Luge back in action after break

KOENIGSSEE, Germany — It was a short holiday break for USA Luge. After concluding the first half of the World Cup season with a weekend stop in Lake Placid in mid December, where Americans captured two sprint silver medals, team members remained in the Olympic Village for additional training the following week.

They spent about a week at home with family, and right after Christmas, the national team boarded flights on Dec. 27 to head for Koenigssee, Germany for the resumption of the Viessmann World Cup on Saturday and Sunday.

This weekend’s events in this beautiful Bavarian region will signal the 50th for the track, which is the oldest in the luge world. A celebration in nearby Bad Reichenhall was scheduled to mark the occasion Thursday night.

In recent years, sections of the track have been refurbished and a venue title sponsor has been added. The American team hit the Deutsche Post Eisarena for early training runs on Saturday, Dec. 30. At the track, the U.S. will seek to extend its streak of medals won in the past three World Cup meets.

The unique and difficult course at the base of Watzmann Mountain traditionally hosts the first race of the new year, and is scheduled to end the 12 Days of Christmas. Racing will include the third of six team relays this season.

Olympic silver medalist Chris Mazdzer, who has been racing both singles as well as doubles with Jayson Terdiman, took a complete break after placing fourth (singles) and second (doubles sprint) on his home track. Mazdzer spent time in Saranac Lake and Montreal over the recess to rest and re-energize prior to joining the group abroad.
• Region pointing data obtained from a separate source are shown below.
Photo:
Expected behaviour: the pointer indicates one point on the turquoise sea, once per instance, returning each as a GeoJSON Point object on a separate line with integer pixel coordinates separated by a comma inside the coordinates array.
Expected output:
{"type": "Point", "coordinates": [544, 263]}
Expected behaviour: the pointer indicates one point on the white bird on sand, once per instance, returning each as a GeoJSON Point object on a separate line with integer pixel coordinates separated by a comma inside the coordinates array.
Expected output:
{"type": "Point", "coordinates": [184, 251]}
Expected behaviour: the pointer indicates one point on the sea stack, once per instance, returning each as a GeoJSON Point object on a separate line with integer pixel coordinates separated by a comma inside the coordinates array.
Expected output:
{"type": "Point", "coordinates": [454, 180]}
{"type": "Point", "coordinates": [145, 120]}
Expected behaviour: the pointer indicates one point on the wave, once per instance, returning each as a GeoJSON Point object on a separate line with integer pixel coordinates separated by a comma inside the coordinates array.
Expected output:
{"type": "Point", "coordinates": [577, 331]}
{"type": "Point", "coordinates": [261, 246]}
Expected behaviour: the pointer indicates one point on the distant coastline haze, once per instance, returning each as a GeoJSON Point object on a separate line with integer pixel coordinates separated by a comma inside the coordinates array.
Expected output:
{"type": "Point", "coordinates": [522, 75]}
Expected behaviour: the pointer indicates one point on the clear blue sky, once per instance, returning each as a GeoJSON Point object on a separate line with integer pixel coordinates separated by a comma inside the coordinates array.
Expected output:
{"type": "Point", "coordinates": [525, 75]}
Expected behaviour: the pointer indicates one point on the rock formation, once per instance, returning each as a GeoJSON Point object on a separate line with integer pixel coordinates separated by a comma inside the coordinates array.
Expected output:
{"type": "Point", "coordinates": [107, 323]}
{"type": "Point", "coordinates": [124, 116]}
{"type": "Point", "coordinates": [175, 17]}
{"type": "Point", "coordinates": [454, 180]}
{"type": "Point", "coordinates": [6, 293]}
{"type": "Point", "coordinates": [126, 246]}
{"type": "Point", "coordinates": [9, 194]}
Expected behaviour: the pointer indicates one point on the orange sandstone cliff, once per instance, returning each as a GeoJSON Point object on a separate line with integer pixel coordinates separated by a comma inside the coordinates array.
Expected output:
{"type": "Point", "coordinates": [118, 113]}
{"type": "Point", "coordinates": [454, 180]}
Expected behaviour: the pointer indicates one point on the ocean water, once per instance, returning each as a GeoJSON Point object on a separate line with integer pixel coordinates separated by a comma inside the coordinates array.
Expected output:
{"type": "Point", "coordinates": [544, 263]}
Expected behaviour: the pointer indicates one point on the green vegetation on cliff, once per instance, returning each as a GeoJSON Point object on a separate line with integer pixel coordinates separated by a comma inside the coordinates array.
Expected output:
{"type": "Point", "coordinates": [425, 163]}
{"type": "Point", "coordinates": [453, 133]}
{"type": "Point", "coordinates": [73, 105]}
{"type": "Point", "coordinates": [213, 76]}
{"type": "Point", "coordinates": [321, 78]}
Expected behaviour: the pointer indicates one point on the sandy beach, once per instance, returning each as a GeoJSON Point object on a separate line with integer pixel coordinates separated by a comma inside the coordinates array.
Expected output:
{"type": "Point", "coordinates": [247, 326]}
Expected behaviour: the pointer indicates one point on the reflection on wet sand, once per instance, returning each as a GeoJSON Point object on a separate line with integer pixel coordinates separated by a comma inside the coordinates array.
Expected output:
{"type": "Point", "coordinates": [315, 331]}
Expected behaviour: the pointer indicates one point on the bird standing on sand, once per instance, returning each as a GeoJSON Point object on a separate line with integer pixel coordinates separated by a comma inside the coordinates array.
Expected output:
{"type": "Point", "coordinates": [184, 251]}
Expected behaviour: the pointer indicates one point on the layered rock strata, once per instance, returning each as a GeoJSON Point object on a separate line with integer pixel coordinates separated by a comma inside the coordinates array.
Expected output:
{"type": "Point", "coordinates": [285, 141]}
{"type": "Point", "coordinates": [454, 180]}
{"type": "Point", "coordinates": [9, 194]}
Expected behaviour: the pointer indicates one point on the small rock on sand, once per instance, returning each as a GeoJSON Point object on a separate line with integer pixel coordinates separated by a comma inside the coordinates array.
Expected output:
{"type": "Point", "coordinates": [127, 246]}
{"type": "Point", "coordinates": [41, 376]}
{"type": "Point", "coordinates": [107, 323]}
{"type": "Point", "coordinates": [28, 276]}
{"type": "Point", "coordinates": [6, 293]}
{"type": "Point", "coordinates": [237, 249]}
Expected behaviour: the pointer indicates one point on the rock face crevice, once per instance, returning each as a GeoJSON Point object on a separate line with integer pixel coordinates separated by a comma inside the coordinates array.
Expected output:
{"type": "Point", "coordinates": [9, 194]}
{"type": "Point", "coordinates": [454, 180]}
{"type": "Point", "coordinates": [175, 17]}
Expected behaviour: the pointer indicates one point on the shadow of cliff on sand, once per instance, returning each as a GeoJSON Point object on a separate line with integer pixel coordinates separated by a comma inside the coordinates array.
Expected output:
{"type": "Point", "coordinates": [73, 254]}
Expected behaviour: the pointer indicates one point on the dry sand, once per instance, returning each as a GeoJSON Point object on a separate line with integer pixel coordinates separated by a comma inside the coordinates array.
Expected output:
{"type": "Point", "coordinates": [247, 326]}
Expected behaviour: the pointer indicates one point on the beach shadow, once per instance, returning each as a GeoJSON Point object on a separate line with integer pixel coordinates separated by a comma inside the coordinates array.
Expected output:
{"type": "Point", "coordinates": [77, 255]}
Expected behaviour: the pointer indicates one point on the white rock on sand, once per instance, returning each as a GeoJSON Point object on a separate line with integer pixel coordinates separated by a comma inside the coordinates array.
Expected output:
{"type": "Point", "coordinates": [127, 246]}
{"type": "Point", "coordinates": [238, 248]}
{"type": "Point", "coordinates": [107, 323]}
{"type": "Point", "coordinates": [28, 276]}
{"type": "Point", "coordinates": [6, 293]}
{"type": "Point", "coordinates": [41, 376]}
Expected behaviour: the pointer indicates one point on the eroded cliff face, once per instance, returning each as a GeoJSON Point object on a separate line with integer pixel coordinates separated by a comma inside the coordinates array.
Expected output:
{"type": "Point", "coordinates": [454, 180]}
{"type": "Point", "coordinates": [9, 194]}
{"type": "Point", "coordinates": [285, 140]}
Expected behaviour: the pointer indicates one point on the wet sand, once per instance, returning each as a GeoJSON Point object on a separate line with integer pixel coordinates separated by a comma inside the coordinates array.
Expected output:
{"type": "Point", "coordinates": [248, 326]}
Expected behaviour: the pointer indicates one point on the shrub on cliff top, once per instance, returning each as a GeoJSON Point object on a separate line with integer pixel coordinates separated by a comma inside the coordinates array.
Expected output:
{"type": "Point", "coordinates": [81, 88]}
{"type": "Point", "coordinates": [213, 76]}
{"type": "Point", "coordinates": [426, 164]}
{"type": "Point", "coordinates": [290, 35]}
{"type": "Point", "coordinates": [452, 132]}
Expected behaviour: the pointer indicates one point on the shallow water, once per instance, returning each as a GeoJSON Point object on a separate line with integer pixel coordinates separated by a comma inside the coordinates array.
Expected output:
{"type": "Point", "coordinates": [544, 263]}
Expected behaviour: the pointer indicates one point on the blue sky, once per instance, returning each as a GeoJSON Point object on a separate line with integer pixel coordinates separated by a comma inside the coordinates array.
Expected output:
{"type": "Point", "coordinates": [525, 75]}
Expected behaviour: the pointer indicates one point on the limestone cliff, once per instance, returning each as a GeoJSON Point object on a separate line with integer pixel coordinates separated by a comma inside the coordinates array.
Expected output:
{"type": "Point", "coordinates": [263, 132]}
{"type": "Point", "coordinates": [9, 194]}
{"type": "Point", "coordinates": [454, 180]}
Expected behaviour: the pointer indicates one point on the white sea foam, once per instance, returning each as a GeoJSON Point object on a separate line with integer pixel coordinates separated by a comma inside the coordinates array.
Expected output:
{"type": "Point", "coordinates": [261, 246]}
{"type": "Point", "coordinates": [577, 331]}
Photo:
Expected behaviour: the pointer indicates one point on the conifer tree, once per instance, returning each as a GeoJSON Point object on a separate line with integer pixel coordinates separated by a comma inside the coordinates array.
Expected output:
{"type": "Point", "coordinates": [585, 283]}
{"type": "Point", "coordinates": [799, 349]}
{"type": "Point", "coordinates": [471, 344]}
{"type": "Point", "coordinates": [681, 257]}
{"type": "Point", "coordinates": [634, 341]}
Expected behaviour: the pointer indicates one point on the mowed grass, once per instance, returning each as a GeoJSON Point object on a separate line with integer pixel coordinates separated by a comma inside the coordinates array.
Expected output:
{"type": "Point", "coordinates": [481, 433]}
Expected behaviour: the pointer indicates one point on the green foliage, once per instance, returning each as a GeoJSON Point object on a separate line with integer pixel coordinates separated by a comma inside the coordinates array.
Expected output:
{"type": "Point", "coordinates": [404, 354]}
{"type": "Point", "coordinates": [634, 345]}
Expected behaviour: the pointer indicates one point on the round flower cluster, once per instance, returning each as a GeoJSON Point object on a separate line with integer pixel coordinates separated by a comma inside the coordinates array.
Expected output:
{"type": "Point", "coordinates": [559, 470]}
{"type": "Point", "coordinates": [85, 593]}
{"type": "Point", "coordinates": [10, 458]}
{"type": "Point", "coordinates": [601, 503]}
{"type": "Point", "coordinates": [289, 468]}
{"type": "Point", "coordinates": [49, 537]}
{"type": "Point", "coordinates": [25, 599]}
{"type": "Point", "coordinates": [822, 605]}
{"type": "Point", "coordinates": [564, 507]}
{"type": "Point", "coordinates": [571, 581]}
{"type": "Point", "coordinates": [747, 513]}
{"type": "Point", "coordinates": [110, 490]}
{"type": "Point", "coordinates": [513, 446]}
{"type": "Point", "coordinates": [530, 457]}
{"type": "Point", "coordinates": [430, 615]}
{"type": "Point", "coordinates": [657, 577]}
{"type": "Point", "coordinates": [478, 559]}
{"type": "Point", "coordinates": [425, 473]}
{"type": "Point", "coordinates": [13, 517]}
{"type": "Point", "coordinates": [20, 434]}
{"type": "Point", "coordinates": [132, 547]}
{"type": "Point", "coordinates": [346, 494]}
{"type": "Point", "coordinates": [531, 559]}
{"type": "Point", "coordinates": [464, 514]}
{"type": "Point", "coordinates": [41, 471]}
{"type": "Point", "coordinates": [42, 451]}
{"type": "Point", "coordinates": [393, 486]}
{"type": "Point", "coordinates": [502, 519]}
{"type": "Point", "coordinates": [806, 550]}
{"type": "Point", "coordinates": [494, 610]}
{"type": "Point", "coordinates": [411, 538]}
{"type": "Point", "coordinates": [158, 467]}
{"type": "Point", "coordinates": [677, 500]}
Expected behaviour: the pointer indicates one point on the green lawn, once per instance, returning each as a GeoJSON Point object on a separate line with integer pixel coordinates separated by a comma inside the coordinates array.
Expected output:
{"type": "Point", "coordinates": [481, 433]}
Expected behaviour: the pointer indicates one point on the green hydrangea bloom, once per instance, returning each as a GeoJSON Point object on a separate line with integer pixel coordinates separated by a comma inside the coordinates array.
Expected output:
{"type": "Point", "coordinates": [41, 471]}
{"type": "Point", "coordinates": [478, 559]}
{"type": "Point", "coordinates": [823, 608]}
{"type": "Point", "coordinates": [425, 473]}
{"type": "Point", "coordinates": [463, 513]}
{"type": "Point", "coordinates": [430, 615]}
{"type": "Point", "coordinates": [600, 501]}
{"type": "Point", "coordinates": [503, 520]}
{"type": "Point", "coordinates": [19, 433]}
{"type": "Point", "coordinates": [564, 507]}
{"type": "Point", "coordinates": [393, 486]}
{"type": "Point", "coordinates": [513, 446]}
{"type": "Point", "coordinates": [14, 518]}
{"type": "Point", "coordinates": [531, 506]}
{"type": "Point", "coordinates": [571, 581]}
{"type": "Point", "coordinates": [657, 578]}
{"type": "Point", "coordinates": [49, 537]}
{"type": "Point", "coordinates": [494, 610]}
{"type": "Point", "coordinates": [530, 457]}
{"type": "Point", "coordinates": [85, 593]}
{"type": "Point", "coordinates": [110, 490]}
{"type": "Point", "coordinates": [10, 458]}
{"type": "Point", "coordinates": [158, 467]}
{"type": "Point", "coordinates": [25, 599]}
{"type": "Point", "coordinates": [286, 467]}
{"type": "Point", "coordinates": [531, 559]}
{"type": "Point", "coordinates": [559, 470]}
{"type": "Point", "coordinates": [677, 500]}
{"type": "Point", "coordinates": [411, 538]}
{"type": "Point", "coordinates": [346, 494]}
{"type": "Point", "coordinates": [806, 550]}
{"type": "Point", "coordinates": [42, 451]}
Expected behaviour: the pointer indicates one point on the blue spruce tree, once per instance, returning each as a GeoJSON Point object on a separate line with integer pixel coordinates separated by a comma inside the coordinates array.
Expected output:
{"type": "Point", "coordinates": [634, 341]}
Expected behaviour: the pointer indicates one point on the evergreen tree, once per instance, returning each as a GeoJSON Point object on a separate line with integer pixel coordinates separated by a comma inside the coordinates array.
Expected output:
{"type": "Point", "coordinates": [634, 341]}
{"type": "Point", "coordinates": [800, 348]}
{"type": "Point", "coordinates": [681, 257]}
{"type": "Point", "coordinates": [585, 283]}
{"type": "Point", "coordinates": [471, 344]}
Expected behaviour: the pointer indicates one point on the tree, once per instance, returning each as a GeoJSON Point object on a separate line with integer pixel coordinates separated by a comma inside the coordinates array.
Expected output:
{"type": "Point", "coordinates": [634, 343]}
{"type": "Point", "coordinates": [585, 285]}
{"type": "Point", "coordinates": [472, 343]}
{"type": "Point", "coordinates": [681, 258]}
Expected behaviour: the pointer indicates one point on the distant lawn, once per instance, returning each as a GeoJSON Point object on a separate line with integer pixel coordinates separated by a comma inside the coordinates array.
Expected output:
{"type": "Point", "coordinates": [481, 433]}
“I think the biggest thing going into this week is to continue the momentum that Jayson and I have been building this first half and transferring it to a track where all of the other teams have way more training than we do,” Mazdzer said. “I can count with three hands how many runs I have ever taken from doubles start (in Koenigssee), so we are not going to have any experience advantage. It will be nice having two extra days of training, although we do have to leave our loved ones three days earlier because of it. But they’re only one-hour sessions so I will be sprinting back up the track in order to maximize my singles and doubles runs. It’s going to be two crazy sessions but hopefully this will help us overcome the deficit.”

Mazdzer and Terdiman are the lone U.S. doubles entry this season and are tied for fifth in the overall World Cup standings. 

“As far as singles goes, it’s Koenigssee,” Mazdzer continued. “It’s the most epic of luge tracks in the world and when the conditions are fast, this track will eat your breakfast, lunch and dinner if you lose focus for even a split second. Doing both disciplines is going to be a huge challenge here and I am up for it.”

Two-time Olympian Summer Britcher is now ranked third in the World Cup standings, highlighted by her sprint silver at home. Britcher’s current position matches her final standing last season.

“I’m very excited to return to racing,” she stated. “Koenigssee is a challenging track, but that’s what makes it one of the most fun to race on. I’ve had a few results here that I’m proud of, so I’m hoping that maybe one more year of experience is what it takes to get a personal best finish. I’m expecting my starts to pick up pace in the second half of the season. Typically, I start the year with a slower start and they build to a peak during the second half.”

Teammates on the 2019 portion of the schedule include Pyeongchang Olympian Emily Sweeney, who returned to racing with a bronze medal at Whistler, B.C. and a pair of fourth-place results in Lake Placid where she missed the podium in both races by just 0.01 of a second. Brittney Arndt rounds out the women’s squad. She was a career best sixth in Lake Placid.

Mazdzer will be accompanied in singles by two-time Olympian Tucker West, who set an unofficial track record last week in Lake Placid, and the improving Jonny Gustafson.

After Koenigssee, the circuit moves on to another technically difficult layout in Sigulda, Latvia on Jan. 12-13. USA Luge will then finalize its team for the World Championships, set for Jan. 25-27 in Winterberg, Germany, preceded by an international training week.

The team will be joined in Winterberg by Erin Hamlin for the training and racing weeks. Hamlin, 2014 Olympic bronze medalist, 2018 U.S. flag bearer and two-time World Champion, ended her career after Pyeongchang. She will serve as an assistant coach for the two-week period.

“Even though I’m retired I still feel very connected and part of the team, probably because I was teammates with the athletes for so long,” remarked Hamlin. “I’m looking forward to helping any way that I can and bring a different perspective to the coaching staff. I was there to see the team grow over the last few years so knowing the skill and potential they have developed makes it exciting to jump back in, even for just a couple of weeks. I was also always hoping to see more female coaches in my career, so to jump into that role, in a world with very few, is exciting.”

Live streaming will continue for the duration of the campaign on Race times in Koenigssee are 4:10 a.m. (eastern time) on Saturday, and 4 a.m. on Sunday.

Broadcast (cable) coverage from Koenigssee is slated for the Olympic Channel on Saturday from 6 to 7:30 p.m. ET, and from 5 to 6 p.m. on Saturday.